ガイドブックで「こみせ通り」の存在を知り、その風情にじぶんの故郷の秋田県湯沢市の在りし日の記憶を重ねていたからである。
 昔ながらの雰囲気が残る黒石市の中心街に入り、「中町こみせ通り」を探して、またも炎天下にその界隈を歩く。
 まずは、腹ペコ病からの快復をと、「中町こみせ通り」の一画にある「すずのや」という「つゆやきそば」専門店に入る。すでに昼食の時間は過ぎていたが、小さな大衆食堂といった感じの店の中には、観光客と思しき客が2、3組入っていた。そこでじぶんは「つゆやきそば」を、連れは先客に出されたその丼を見て気が変わったのか、ただの「焼きソバ」を注文した。
 ここの焼きソバは、ウドンと言った方がよさそうな太い帯状の麺に、しっかりとソースを絡ませた一品である。味はまぁまぁだが、炎天下に捜し求めてまで食べに来るほどのものではないかもしれないと思う。
 で、問題の「つゆやきそば」は、この焼きソバを日本蕎麦の汁に入れたもの。和風ダシの味とソースの絡めてあるソバが、意外にもうまく味のハーモニーを奏でている。ただし、これは“食事”としていただくという感じではない。小腹が空いたとき“買い食い”するものという感じである。
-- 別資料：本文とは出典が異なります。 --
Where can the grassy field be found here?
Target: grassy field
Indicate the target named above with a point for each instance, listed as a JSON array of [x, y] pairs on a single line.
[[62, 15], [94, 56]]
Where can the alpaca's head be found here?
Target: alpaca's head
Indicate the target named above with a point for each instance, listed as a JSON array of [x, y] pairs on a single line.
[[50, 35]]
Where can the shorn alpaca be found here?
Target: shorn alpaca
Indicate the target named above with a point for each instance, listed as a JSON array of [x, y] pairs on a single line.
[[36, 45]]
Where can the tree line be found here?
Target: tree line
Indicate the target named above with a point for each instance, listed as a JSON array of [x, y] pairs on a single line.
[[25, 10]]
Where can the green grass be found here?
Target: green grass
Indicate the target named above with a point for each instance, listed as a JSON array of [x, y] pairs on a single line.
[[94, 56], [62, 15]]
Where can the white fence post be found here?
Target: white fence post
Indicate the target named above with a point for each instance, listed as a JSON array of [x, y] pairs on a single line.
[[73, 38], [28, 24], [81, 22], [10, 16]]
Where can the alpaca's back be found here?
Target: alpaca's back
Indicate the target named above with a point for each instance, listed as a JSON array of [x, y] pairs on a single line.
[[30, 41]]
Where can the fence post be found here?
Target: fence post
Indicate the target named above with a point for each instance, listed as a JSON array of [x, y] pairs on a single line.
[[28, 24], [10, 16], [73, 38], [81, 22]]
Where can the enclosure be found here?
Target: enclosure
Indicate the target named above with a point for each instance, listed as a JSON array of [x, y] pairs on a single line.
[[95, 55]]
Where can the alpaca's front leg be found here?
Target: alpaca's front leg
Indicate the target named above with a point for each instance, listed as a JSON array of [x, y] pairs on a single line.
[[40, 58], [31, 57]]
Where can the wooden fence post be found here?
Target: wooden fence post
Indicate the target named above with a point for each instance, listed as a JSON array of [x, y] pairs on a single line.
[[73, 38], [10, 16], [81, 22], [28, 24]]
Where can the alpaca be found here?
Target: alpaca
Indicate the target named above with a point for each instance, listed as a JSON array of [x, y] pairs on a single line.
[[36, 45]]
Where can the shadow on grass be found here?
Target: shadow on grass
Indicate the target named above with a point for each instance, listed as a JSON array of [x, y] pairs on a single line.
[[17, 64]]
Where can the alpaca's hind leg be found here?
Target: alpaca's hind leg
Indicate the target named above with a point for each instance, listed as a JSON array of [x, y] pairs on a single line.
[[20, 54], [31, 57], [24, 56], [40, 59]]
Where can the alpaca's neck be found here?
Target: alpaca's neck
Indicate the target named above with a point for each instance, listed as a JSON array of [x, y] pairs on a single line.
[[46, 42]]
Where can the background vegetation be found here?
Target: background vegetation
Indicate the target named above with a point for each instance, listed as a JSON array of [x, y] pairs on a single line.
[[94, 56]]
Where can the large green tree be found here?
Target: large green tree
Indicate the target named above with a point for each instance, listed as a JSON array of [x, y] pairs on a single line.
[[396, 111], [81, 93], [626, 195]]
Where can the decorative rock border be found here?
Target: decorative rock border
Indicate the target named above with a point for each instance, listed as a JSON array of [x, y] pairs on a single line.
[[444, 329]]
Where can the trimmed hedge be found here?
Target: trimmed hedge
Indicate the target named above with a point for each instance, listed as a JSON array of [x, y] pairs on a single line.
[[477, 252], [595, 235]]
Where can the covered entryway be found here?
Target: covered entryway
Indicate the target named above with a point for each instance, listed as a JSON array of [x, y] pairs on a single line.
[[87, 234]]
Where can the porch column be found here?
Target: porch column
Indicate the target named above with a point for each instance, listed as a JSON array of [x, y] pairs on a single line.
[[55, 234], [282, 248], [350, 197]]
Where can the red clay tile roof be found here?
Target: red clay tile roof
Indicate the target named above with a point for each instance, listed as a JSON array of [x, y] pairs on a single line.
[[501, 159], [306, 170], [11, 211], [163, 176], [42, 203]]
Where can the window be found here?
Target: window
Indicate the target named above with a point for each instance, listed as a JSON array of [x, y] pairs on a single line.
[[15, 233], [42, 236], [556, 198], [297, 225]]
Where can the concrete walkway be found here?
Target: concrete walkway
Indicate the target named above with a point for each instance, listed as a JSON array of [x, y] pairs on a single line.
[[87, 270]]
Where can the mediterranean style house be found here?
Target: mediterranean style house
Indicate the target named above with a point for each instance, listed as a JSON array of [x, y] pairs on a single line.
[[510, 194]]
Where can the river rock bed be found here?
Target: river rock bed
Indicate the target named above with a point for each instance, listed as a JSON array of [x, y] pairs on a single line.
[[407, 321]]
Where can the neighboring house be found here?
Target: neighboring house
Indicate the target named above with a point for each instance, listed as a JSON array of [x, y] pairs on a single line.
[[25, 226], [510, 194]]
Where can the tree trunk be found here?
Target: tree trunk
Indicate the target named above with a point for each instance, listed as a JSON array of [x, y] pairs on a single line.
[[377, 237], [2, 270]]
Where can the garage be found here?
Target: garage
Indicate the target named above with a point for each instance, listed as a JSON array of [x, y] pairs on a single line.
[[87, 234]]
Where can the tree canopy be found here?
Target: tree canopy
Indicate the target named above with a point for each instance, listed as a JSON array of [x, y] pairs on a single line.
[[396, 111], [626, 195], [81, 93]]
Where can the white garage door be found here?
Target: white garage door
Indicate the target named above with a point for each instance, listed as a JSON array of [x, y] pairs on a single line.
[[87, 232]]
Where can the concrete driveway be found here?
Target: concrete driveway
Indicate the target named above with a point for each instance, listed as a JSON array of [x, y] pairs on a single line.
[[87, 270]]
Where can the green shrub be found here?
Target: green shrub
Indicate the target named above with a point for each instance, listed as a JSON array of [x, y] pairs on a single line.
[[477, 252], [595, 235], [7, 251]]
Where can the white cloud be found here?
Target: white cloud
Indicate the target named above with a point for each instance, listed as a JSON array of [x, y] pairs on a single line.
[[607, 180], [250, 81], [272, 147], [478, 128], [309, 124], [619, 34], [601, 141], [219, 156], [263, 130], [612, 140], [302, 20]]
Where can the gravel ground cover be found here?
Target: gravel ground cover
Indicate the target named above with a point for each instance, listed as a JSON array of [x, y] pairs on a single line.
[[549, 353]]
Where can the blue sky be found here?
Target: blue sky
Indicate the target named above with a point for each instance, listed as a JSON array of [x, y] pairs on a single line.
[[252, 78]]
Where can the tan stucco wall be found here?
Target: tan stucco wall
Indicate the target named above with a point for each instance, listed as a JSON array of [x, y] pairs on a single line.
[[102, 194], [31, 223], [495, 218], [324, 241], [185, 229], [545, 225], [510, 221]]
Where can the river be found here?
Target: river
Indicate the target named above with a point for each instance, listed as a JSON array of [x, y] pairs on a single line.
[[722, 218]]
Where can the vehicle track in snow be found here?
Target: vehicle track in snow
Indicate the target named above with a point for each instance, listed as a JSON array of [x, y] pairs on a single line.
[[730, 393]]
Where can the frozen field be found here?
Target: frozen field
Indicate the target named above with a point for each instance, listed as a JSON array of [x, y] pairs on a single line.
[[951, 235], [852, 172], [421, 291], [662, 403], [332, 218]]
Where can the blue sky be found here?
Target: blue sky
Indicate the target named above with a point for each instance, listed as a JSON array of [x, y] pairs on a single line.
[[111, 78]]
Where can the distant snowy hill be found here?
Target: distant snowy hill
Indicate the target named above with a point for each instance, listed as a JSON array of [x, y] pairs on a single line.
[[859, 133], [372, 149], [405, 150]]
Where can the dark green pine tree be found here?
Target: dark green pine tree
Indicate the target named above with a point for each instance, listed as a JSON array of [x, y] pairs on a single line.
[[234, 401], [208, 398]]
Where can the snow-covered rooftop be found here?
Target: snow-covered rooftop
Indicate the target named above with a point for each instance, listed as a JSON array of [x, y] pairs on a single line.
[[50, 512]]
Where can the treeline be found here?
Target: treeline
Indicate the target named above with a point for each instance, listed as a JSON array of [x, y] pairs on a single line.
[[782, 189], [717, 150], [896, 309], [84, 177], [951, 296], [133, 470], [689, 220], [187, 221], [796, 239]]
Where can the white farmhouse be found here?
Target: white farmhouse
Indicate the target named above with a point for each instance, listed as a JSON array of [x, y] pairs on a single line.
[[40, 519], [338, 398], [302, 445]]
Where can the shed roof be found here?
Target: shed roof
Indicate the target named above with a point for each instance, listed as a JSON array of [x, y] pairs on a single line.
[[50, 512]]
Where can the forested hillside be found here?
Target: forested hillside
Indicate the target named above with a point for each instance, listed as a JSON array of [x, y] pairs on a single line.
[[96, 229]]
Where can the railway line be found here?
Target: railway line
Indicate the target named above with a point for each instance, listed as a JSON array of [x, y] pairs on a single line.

 この店に「つゆやきそば」の発祥と、それを「B級グルメ」として再興した経緯について書かれたチラシがあった。するとやはり、もともとはある食堂が腹ペコ学生などの間食として、新聞紙に包んで売っていた焼きソバを、腹が膨れるようにソバの汁に入れて出したというのが始まりらしい。
 その食堂は無くなってしまったが、子どものころ口にした味に郷愁を覚えた人々が、名物を創ろうと意図的に復活させたのがいまの「黒石つゆやきそば」だということである。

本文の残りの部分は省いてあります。